Does anyone know how the Iowa Wing monthly "drill" idea turned out?  Did it help or hurt?

RiverAux

It was the norm for National Guard units to meet weekly up until WWII at least.  Don't know when they started going to monthly. 

flyguy06

Quote from: Spike on February 19, 2010, 08:48:36 PM
My Composite Squadron is "integrated".  We all work together.  Just because you are not "Cadet Age", does not mean you will not benefit from the Cadet material and vice-versa.  When Cadets have to do SDA's does your respective Senior Member Officer come to a Cadet meeting to meet with the Cadet or does the cadet go to a Senior only meeting? 

Composite Squadrons are and should be the focus of moving forward.  They are teams that benefit each other.  Meeting separately from the other group was never a motivation for composite Squadrons. 

I watched a video about the Army Reserve that was produced around 1954.  It looked like Reservists used to meet on night each week at the unit.  Does anyone know if this was in fact the norm back then?  If so, I can guess that is where the weekly CAP meeting got its start, following military reserve setup.

If you have a bunch of Seniors at a Composite Squadron not doing anything, that is the fault of the Deputy for Seniors and the Squadron Commander. 

For those that meet monthly or bimonthly, how many hours do you meet for??

Are you suggesting haing cadets attend senior member meetings?
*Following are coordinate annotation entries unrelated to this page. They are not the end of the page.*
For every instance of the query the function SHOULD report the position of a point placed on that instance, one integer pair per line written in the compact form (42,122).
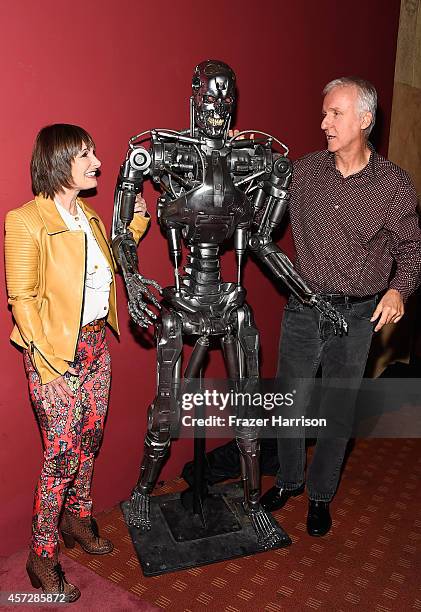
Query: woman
(61,285)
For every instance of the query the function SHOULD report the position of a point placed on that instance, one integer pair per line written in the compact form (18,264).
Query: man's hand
(58,388)
(390,309)
(140,205)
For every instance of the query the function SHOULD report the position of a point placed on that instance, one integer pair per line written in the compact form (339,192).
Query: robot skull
(213,97)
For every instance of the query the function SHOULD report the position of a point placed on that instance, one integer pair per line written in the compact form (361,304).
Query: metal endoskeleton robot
(213,187)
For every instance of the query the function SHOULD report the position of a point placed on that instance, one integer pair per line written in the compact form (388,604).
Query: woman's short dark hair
(55,148)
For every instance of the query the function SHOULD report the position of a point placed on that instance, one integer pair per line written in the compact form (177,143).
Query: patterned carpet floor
(371,559)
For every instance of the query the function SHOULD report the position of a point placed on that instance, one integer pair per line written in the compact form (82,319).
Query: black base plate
(179,541)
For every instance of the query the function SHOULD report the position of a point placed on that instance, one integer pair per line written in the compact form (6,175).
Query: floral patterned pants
(71,434)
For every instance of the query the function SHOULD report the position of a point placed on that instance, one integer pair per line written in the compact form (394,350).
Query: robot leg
(248,336)
(267,530)
(163,418)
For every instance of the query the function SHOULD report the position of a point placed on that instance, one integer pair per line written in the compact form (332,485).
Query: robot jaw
(213,97)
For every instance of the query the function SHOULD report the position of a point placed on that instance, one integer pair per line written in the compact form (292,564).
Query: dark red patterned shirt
(349,231)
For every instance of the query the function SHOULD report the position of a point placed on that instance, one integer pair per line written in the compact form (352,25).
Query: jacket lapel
(50,216)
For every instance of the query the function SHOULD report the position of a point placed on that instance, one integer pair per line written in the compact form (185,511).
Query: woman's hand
(58,387)
(140,205)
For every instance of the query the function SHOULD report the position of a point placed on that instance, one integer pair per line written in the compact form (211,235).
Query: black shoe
(276,498)
(319,521)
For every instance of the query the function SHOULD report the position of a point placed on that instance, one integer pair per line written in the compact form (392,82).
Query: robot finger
(153,283)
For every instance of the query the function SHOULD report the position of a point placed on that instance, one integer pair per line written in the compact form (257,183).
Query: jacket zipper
(34,348)
(83,294)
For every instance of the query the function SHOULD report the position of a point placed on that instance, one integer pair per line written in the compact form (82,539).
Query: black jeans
(308,341)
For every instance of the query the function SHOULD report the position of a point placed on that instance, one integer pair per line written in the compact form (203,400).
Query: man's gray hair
(367,96)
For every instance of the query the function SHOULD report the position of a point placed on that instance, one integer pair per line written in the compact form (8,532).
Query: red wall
(117,68)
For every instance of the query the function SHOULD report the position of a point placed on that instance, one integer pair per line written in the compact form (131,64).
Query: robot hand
(340,326)
(137,289)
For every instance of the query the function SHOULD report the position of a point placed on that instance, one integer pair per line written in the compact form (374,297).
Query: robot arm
(271,199)
(129,184)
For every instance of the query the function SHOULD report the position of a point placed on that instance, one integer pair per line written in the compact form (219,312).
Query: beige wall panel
(405,133)
(407,58)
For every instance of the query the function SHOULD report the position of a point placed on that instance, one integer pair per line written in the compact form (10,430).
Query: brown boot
(47,573)
(85,531)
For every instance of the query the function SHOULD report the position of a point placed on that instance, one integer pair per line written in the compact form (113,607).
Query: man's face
(343,122)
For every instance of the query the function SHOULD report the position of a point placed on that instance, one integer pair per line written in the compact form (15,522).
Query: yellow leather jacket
(45,274)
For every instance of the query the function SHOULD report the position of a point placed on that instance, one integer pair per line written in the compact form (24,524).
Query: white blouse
(98,274)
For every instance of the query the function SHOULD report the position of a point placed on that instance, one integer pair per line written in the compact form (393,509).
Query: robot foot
(269,533)
(139,511)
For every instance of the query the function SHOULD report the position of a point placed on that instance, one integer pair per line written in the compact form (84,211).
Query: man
(353,214)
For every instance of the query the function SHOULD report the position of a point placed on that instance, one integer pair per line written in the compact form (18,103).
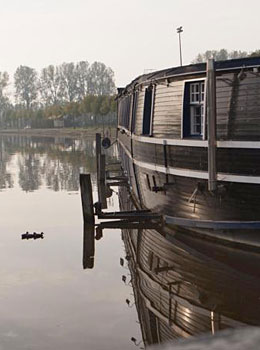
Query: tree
(25,80)
(68,78)
(4,79)
(101,79)
(255,53)
(219,55)
(50,85)
(82,78)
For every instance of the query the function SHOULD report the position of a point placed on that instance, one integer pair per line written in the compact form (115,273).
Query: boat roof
(239,63)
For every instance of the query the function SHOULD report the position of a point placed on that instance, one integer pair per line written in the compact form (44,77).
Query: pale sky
(129,36)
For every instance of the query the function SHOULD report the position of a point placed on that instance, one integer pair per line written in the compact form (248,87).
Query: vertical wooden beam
(211,117)
(86,198)
(88,246)
(98,151)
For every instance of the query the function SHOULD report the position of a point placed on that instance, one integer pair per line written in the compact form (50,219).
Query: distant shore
(109,131)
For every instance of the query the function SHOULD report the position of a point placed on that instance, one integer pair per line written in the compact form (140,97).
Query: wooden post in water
(88,246)
(87,198)
(211,117)
(98,152)
(89,221)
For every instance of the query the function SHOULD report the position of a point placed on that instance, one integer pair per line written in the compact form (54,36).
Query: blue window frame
(194,109)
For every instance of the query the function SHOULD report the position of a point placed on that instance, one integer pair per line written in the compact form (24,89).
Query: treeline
(70,90)
(223,54)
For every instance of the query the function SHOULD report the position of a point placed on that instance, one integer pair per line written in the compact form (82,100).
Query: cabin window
(194,109)
(124,107)
(134,109)
(148,111)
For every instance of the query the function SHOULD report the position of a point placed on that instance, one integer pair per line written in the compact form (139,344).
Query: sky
(131,37)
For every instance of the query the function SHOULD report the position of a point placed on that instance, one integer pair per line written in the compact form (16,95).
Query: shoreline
(62,132)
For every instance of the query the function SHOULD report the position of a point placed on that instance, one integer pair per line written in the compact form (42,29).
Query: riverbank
(109,131)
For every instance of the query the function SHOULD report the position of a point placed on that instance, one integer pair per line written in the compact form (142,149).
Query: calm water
(47,300)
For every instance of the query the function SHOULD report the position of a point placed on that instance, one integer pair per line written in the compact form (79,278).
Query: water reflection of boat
(199,169)
(185,286)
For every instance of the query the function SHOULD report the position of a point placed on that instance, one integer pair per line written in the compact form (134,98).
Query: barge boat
(189,140)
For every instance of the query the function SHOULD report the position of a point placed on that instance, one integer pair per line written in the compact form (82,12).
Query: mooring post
(211,118)
(98,151)
(88,246)
(87,198)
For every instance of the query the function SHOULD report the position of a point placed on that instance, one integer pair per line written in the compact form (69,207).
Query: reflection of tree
(6,179)
(61,176)
(57,162)
(29,172)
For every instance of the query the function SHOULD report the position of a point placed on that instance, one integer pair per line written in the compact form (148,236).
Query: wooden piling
(88,246)
(98,150)
(211,118)
(87,198)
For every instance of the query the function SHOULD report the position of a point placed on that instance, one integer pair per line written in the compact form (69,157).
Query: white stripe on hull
(192,173)
(192,143)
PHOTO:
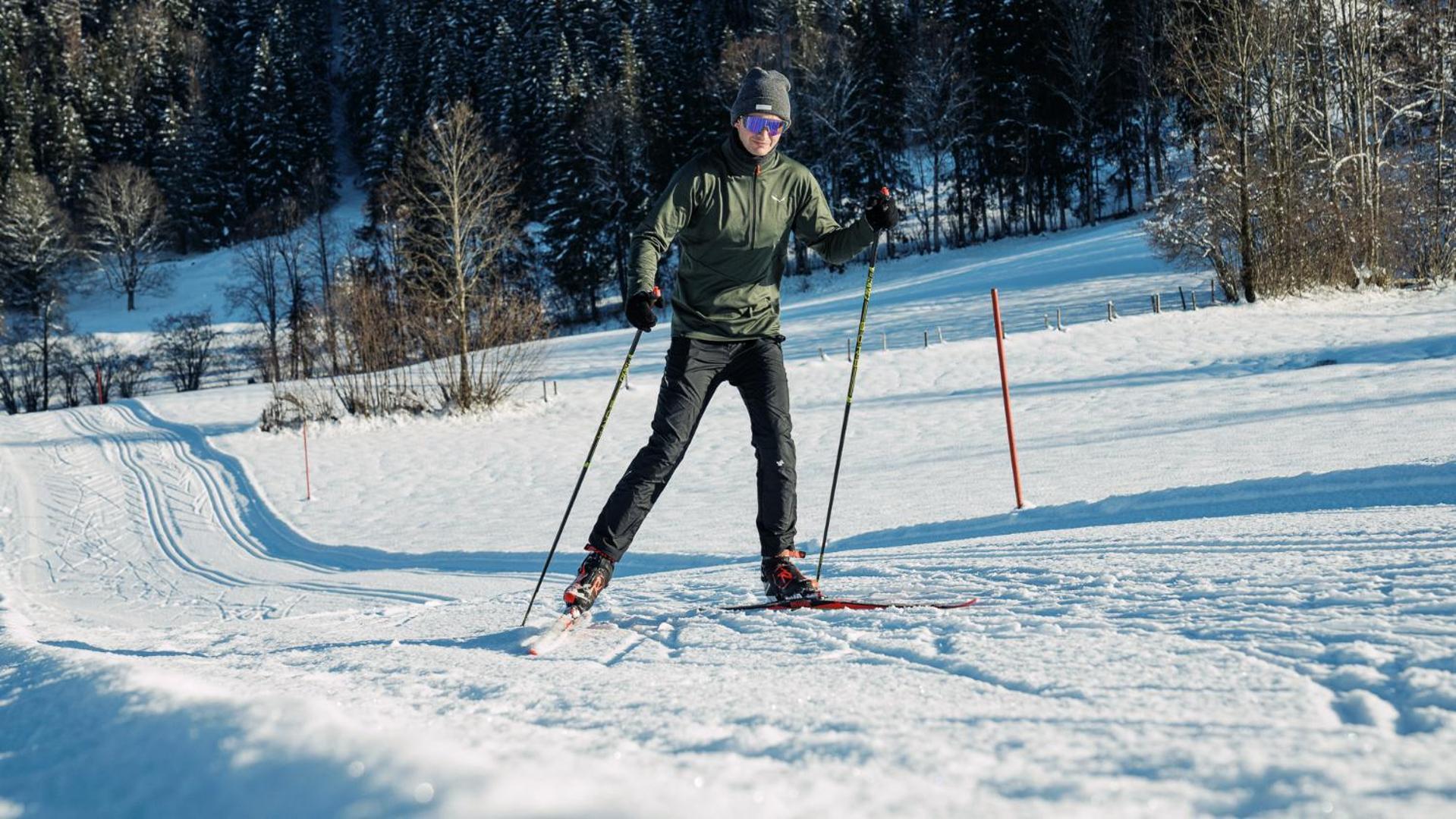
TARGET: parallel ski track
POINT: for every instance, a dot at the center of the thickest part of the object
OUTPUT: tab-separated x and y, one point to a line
165	529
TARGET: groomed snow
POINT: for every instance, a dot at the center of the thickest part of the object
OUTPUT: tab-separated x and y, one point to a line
1234	591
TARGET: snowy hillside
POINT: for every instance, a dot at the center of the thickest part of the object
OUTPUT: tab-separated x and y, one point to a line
1235	592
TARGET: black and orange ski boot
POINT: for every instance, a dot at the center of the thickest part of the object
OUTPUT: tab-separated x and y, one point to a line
784	581
593	576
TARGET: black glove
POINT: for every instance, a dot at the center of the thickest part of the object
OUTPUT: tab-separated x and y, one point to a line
641	313
880	212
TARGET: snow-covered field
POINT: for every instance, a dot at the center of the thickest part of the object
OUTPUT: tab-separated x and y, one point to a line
1235	591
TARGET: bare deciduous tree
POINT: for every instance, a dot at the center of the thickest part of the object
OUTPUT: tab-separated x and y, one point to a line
458	213
125	217
184	348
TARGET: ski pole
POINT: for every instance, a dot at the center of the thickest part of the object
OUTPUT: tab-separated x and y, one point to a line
622	377
849	399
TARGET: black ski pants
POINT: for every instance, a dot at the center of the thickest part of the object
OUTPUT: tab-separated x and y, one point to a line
695	369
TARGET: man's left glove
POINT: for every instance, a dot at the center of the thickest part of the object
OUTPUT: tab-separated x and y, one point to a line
880	212
640	310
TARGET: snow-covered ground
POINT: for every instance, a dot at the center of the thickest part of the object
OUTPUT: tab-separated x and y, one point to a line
1235	591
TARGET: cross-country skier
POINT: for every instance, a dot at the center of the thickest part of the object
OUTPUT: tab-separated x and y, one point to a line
731	209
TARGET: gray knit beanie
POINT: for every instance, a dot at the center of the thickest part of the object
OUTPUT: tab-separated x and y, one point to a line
762	92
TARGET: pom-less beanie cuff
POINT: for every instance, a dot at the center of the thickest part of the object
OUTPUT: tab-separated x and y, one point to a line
762	92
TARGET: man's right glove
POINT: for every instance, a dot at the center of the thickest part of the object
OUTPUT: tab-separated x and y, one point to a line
640	310
880	212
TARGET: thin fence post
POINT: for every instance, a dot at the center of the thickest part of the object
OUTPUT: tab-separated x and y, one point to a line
307	479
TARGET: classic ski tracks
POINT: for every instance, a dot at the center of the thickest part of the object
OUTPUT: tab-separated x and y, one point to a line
161	516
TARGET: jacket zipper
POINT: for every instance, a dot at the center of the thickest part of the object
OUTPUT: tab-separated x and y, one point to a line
753	210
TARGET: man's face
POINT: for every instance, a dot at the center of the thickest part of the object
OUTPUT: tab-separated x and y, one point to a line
762	143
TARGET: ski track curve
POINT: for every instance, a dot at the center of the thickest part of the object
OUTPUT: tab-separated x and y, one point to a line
174	475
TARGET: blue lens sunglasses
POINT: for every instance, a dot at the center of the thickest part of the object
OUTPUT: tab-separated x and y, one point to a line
759	124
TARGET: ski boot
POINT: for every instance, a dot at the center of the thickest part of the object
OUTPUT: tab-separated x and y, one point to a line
593	576
784	581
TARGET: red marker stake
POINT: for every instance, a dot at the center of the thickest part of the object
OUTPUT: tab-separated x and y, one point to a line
1011	431
307	482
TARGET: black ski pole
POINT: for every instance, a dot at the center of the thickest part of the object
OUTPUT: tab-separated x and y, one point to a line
622	377
849	399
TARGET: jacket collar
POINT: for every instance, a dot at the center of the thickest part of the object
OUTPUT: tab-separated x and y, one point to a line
740	162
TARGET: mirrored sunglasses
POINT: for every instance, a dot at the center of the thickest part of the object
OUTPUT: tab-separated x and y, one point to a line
759	124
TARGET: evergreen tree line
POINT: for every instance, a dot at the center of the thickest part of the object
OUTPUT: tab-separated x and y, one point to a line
1322	143
1310	142
988	118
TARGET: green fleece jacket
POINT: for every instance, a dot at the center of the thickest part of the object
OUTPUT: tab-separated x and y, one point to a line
733	214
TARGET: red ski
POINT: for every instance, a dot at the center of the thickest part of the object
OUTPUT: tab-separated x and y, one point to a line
554	635
841	604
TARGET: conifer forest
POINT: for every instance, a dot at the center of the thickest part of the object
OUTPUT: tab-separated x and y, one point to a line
1283	144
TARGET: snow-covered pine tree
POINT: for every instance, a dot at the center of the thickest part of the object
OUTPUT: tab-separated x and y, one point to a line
573	217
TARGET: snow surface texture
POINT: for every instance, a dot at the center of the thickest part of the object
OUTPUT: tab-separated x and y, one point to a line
1235	592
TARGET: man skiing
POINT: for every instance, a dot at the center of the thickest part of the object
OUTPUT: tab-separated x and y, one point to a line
731	209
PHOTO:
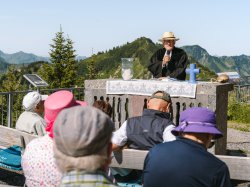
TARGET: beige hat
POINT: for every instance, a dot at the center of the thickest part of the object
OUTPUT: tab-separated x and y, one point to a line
81	136
31	99
168	36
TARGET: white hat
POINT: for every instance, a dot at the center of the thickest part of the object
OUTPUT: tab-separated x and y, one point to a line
168	36
31	99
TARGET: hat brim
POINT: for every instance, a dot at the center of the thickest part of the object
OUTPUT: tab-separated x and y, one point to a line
175	39
82	103
44	97
198	129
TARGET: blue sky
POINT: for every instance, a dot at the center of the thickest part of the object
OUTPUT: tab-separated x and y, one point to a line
222	27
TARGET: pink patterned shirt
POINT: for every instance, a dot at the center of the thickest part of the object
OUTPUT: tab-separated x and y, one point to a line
39	165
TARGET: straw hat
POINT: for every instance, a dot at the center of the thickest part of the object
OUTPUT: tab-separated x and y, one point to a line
31	99
168	36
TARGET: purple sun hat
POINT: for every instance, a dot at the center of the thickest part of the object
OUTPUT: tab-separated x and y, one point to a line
198	120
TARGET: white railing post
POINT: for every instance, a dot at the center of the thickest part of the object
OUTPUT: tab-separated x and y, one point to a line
9	114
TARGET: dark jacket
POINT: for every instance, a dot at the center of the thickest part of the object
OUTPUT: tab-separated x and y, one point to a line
176	67
145	131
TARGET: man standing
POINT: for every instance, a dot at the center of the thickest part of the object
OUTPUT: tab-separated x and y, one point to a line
169	61
31	120
186	161
82	146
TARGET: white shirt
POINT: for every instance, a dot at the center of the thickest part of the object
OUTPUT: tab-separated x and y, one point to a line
32	123
120	136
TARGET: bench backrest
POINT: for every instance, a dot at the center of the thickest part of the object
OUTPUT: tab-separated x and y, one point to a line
239	167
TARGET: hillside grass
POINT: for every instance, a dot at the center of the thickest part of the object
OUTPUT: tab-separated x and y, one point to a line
238	114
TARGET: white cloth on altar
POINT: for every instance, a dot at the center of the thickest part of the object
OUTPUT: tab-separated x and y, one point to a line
147	87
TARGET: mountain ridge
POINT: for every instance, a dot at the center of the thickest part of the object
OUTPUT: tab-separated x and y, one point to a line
142	49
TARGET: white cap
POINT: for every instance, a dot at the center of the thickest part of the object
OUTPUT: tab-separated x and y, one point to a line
31	99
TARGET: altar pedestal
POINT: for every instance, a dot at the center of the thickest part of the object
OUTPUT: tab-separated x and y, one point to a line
210	95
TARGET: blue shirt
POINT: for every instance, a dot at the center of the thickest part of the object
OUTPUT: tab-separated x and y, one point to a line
184	163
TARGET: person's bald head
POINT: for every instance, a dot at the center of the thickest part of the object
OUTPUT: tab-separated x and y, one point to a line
159	100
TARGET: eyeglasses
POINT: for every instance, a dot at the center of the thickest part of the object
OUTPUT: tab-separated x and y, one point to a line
165	96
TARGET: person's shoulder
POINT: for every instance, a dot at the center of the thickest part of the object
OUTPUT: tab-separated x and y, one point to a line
179	50
164	146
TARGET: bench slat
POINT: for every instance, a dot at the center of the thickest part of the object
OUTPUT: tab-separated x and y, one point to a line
239	167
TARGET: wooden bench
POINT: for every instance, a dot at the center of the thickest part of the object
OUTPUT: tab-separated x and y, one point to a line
239	167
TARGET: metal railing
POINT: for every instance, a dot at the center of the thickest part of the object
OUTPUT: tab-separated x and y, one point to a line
11	103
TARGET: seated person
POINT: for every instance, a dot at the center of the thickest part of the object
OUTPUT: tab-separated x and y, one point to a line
85	163
31	120
38	161
186	161
103	106
144	132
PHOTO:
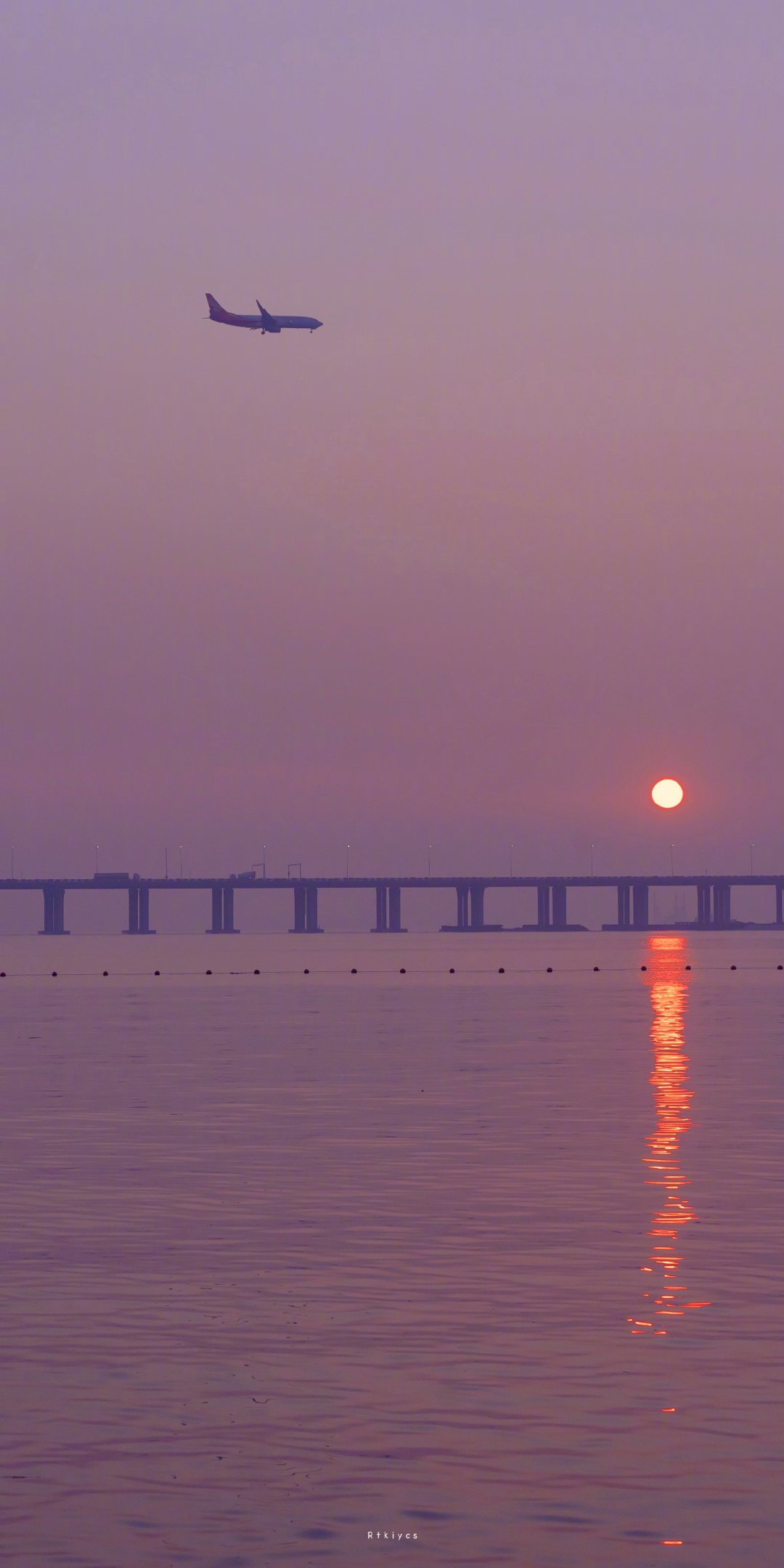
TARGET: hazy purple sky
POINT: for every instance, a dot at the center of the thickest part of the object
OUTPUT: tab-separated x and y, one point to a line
488	554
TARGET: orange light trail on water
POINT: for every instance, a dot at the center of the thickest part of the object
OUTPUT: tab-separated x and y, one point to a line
669	982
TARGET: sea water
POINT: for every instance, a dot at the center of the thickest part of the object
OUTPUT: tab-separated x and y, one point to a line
466	1267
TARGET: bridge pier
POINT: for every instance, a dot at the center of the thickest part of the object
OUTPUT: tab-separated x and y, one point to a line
559	905
640	907
394	908
475	896
722	912
221	912
139	912
54	910
300	910
311	908
306	908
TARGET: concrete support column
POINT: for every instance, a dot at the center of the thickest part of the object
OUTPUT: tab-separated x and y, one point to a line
311	908
49	912
640	907
217	912
559	905
722	913
54	910
300	908
394	907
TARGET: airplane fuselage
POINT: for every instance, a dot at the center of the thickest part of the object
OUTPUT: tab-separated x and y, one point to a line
264	322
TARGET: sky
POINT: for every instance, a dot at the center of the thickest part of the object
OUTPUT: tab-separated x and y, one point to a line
482	559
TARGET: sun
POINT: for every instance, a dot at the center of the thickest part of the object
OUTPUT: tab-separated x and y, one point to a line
667	794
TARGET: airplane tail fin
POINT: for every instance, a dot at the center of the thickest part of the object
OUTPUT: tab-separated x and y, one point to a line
217	312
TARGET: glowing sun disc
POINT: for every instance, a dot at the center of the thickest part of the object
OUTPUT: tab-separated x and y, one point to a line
667	794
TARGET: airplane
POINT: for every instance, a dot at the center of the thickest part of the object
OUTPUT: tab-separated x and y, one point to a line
259	324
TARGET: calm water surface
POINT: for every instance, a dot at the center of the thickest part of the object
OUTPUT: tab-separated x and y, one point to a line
491	1258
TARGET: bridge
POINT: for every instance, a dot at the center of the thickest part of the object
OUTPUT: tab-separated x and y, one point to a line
632	893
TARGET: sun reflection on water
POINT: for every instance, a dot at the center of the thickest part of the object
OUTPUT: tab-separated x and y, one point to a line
669	981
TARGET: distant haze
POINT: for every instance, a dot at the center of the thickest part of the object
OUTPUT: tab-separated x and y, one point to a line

We did this a long time ago and lost a lot of cadets. They were bored.

Spike

^ You can only see it as "senior meetings" or "cadet meetings" because you currently are a segregated unit. 

Safety is a meeting/ presentation/ activity both Cadets and Seniors MUST attend.  ORM, OPSEC etc.  If you are correctly running your Squadron, Cadets should be shadowing Senior counterparts to meet SDA requirements. 

There are times when Seniors will need to meet alone as a group, that is understood. 

Why can you not have your Cadet and Senior meetings in one location on the same night??

RiverAux

To answer the original question, I don't know that there are a lot of "exta fun" topics for senior meetings, but in my experience you get good results by having a well-planned training program given by someone with good teaching skills at each meeting.  If people think they are going to learn something by coming, they'll come.  If they think that all they're going to hear are some announcements, a stupid safety briefing, and maybe some paperwork, they're not coming back.